PTSB expects €50m hit from bad loans linked to Covid-19 crisis
Bank has approved payment breaks on 10,000 loans, equating to 9% of its total loanbook by value
PTSB said new lending is expected to fall between 40 per cent and 50 per cent from the €1.7 billion figure delivered in 2019. Photograph: Alan Betson
Permanent TSB (PTSB) has forecast that it will take a €50 million bad loans charge in the first half of this year as a result of the coronavirus crisis, though it managed to remain profitable in the first three months of the year as its portfolio remained “stable”.
While the bank warned that the “outlook for profitability is challenging”, it is confident that its capital reserves level will remain above minimum levels required by regulators, even after assessing “a range of scenarios”.
New lending is expected to fall between 40 per cent and 50 per cent from the €1.7 billion figure delivered in 2019, while non-interest income will also be dented by lower business activity, it said.
The mortgage lender has approved payment breaks on 10,000 loans, equating to 9 per cent of its total loanbook by value, it said in a trading update on Thursday.
“Ninety-seven per cent of total performing assets are secured residential mortgages; as such, the full-year loan loss experience will be directly linked to a mix of: the payment breaks issued in first half 2020; the resultant timeline over which business activity and employment levels begin to recover from the Covid-19 pandemic; and the macro-economic impact on the house price index,” the bank said.
Bank of Ireland, AIB and Ulster Bank have booked more than €500 million of loan impairment charges between them for the first quarter, mainly due to the fact that they are have large levels of loans to small- and medium-sized businesses that have been hit by lockdowns and the economic crisis.

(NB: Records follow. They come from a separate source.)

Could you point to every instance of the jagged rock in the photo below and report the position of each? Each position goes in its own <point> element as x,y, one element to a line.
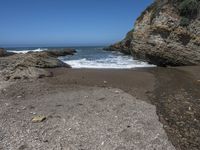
<point>161,37</point>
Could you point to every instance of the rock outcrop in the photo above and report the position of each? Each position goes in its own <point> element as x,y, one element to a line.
<point>166,34</point>
<point>32,64</point>
<point>4,53</point>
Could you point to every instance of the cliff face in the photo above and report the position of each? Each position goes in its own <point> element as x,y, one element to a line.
<point>166,33</point>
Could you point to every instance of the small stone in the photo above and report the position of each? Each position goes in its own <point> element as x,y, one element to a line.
<point>117,92</point>
<point>34,113</point>
<point>19,96</point>
<point>37,119</point>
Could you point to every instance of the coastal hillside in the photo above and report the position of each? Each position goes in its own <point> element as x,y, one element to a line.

However, the more mortgage-focused PTSB and KBC Bank Ireland have not taken Covid-19 loan provisions yet, as they try to work out how many home-owners availing of temporary payment breaks may ultimately have longer-term problems.
“Clearly, it’s all about what happens from now in relation to Covid-19 on impairments and the sharply shrinking new business activity,” said Goodbody Stockbrokers analyst Eamonn Hughes.
PTSB’s current plan to take a €50 million first-half impairment charge “is a reasonable starting point, but we would anticipate the charge continues to rise” in the second half, he said.
PTSB said its business and financial performance remained stable in the first quarter, though new lending began to decline towards the end of the quarter as the Covid-19 situation unfolded.
“The pandemic is having an unprecedented social impact on people and businesses in Ireland, and across the world,” said outgoing chief executive Jeremy Masding. “The resultant economic impact and outlook is challenging with the long-term consequences of Covid-19 largely dependent on its severity and, the ensuing timeline over which business activity and employment levels begin to recover.”
Still, Mr Masding added: “Following significant progress made over the last number of years through increasing new lending; reducing non-performing loans (NPLs); maintaining profitability; and, strengthening capital, the bank is currently in a strong position to deal with a significant economic downturn.”
The bank had a common equity Tier 1 capital ratio – a key measure of financial strength – of 15.2 per cent at the end of March, compared to a minimum level of 8.94 per cent that is demanded by regulators.